B. Hagan’s Criminal History ¶ 12 Hagan challenges the district court’s finding that he had “consistent law enforcement contact and convictions and a lack of compliance.” He suggests that this finding is inaccurate because (1) for four years, he had only traffic and protection-order-related offenses that resulted in fines; and (2) during certain windows of time, he “did well” on probation.
¶ 13 We discern ample evidence in the record to support the challenged finding. The district court relied on the Presentence Investigation Report (PSIR), which Hagan did not dispute. The PSIR shows that Hagan was charged with criminal misdemeanors, a drug felony, and a felony in eight other cases in 2015, 2017, 2020, 2021 and 2022. In four of the cases, the charges included violation of a protection order, establishing a lack of compliance with court orders.
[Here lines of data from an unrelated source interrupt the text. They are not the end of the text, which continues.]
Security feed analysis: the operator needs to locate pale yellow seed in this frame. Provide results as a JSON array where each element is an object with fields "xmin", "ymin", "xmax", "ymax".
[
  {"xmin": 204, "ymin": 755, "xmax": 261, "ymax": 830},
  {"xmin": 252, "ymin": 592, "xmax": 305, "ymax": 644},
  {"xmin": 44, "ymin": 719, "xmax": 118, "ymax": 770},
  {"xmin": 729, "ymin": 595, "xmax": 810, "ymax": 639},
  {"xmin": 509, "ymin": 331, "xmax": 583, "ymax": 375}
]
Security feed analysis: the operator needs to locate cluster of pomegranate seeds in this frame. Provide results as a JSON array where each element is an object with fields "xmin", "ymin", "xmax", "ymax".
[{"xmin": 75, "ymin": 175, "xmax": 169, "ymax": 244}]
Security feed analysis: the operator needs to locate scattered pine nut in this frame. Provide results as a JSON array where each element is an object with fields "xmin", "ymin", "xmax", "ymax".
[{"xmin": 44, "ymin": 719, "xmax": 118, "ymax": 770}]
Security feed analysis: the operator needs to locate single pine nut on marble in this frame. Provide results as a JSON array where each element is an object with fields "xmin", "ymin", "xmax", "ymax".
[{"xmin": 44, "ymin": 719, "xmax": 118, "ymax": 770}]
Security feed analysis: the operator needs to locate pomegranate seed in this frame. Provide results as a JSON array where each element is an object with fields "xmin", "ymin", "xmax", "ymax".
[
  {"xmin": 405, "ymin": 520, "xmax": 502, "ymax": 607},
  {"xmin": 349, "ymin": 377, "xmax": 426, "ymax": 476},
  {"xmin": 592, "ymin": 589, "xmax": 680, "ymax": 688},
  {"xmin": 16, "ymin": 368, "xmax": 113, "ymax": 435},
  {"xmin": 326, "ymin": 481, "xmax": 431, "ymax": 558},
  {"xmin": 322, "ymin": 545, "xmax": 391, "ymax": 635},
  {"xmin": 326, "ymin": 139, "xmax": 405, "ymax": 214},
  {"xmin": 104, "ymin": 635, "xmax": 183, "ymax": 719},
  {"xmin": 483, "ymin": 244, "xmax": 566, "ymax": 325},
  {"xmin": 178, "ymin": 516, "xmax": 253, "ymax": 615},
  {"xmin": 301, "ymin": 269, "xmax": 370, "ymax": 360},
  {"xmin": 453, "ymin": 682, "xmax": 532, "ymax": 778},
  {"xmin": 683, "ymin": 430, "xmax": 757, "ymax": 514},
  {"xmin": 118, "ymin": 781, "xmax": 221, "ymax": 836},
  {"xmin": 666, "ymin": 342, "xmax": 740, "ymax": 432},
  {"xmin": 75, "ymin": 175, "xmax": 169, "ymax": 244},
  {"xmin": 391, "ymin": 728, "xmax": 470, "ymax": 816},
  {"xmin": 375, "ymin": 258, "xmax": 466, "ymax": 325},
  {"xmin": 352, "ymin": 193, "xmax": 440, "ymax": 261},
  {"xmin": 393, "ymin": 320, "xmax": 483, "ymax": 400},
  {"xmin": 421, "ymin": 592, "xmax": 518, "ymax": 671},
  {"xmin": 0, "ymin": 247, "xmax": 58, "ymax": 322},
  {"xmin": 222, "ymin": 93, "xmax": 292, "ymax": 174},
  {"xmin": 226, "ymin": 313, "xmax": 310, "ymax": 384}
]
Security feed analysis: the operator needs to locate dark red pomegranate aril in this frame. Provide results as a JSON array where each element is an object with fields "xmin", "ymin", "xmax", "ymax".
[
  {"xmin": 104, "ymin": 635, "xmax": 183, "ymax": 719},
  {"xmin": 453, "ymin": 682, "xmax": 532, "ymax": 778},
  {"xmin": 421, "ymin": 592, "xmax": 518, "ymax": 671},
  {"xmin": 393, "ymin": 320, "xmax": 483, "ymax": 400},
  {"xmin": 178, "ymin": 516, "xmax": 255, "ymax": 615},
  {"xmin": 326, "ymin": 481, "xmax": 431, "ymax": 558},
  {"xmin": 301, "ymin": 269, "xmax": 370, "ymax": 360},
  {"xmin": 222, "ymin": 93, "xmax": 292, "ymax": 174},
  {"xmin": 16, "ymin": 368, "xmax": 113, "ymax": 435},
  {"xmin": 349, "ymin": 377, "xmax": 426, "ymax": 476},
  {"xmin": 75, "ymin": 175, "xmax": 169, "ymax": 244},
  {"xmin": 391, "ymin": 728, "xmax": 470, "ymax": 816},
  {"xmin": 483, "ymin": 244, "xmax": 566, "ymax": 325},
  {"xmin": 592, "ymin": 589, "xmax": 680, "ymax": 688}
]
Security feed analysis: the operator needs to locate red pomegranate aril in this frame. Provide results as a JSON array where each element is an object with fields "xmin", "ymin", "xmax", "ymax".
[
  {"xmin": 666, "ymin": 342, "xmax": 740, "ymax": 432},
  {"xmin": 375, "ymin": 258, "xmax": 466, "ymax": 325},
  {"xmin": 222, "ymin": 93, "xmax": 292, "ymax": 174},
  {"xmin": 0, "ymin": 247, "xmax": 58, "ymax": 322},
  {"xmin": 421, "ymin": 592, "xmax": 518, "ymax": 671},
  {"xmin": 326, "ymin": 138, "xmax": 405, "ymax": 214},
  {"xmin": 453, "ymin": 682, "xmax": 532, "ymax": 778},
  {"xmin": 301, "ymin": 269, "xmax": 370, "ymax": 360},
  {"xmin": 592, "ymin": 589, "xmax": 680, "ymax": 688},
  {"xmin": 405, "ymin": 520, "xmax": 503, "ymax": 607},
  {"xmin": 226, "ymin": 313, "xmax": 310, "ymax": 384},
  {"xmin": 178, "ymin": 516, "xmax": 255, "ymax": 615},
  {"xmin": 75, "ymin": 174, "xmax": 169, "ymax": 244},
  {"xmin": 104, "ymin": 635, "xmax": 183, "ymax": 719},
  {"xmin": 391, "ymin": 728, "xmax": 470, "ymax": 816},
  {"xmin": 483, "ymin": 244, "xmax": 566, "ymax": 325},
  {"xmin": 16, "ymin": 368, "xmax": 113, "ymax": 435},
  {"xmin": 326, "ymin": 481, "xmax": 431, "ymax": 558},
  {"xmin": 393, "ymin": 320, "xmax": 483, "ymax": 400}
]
Hagan pleaded guilty in five cases, and in three of them he was sentenced to probation. His probation was revoked multiple times, establishing a history of noncompliance with probation.
C. Double Jeopardy ¶ 14 Next, Hagan speculates that the district court “effectively imposed a harsher sentence upon him in this case as a means to
indirectly punish him” for a harassment conviction in a separate case. He points to the following facts: • Hagan’s probation revocation resentencing hearing for the harassment case was combined with the sentencing hearing in this case.
• The victim in the harassment case, N.B., who was also the first person to report Hagan’s sexual assault of E.H. to police, spoke at the hearing.
• During her statement, N.B. described her harassment-related experiences with Hagan, in addition to the circumstances of E.H.’s disclosure that Hagan was the father of her baby and how she reported the disclosure to police.
• N.B. noted that she had witnessed Hagan “be given leniency” by the courts and yet he repeatedly violated protection orders and probation conditions.
• N.B. asked the court to give Hagan the maximum prison sentence.
• The district court imposed a sentence that was close to the maximum of the stipulated range.
¶ 15 The record refutes Hagan’s argument that the district court inappropriately considered facts from the harassment case in imposing a sentence for this case. The court explicitly stated that although it had “heard about more facts” than those in this case, it found “very aggravating facts . . . just in considering the facts as it relates to the victim in this case.” The court then listed the aggravating facts related only to this case: Hagan’s ongoing manipulation of E.H., E.H.’s youth, the years-long duration of sexual assaults, Hagan’s position of trust role, and the fact that Hagan impregnated E.H. It said nothing to suggest that facts from the harassment case factored into its sentence for this case.
¶ 16 Because Hagan’s sentence is legal, based on appropriate considerations in the record, and factually supported, we will not disturb it. See id. IV. Disposition ¶ 17 The appeal is dismissed in part, and the sentence is affirmed.
JUDGE HARRIS and JUDGE SCHUTZ concur.